だが彼は、あれだけのことをやっておきながら、純粋だった。純粋過ぎた。
息が詰まりそうなほど純粋な愛情は、強烈な依存と同義だった。
盲目的で執拗で、そして貪欲で飽くことを知らない。
記憶の限り、自分を自分として愛された経験を持たないからか、彼の私への執着は度を越していた。

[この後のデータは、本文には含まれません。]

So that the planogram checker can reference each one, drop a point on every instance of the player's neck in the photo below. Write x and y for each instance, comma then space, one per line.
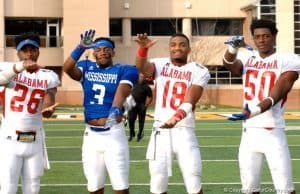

完璧に近い容姿。教育など殆ど受けていないくせに、一度聞いたことは片っ端から憶えていく頭脳。そして、冷然と任務に臨み、完璧に遂行していく姿。
全てにおいて、彼は私に勝っていた。
私は自分のプライドと、彼を可愛いと思う気持ちの間で苦しんだ。
苦しむうちにも、彼はどんどん私の居場所を浸食していった。
そして、私の中には、彼への憎しみが育っていった。
だが、それでも、彼を愛しいと思い続ける自分がいた。
葛藤に翻弄されて、その時々で矛盾した態度をとるようになった私に、それでも彼は縋った。
<愛して……でも、愛してくれなくてもいい……>
だいたいその頃からだ。そんなことを言うようになったのは。
彼を憎む私は、愛してくれなくてもいい、の言葉を受け入れ、彼を愛する私は、愛してと言うその声を聞いた。
愛してくれなくてもいい。
そんなのは、本心の裏返しだ。本当は完全に私を独占したかったのだろう。
いや、それ以前に、私に独占されたがっていた。
私さえいればそれでいいのだと、父親にとどめを刺した後、彼は言った。
私に抱かれる時、彼は必ずと言っていいほどこう言っていた。
<あなたのためなら、私は死ねます>
軽い気持ちで、その言葉を受け取ってはいけなかったのだ。
私のために全てを投げ出す一途さが、私にとって重荷となった。
憎しみが私を支配し、我を忘れ、気づけば顔に火傷を負って、泣きながら横たわっている彼がいた。それは私を憎む涙ではなく、自分を責める涙だった。
彼の正義は私だったのだと、組織を離れてから知った。
時計が六時を大きく過ぎる頃、再び目を覚ました。
ジンの情報が正しければ、『ブラッディ・エンジェル』の刺客はすぐ近くまで来ていることだろう。私に残された時間はもう僅かだ。遺書はまだ完成していないというのに、なんと忙しいことだろう。
お好み焼き屋の立地は、新御堂筋北側を想定。お初天神から徒歩いくら、の辺りで、商店街から外れた路地裏です。
ちなみに大阪府警用語では、曾根崎警察署のことは「ネソ」と言うのですが、福浦さんは哲也に分かるように「曾根崎」と呼んでます。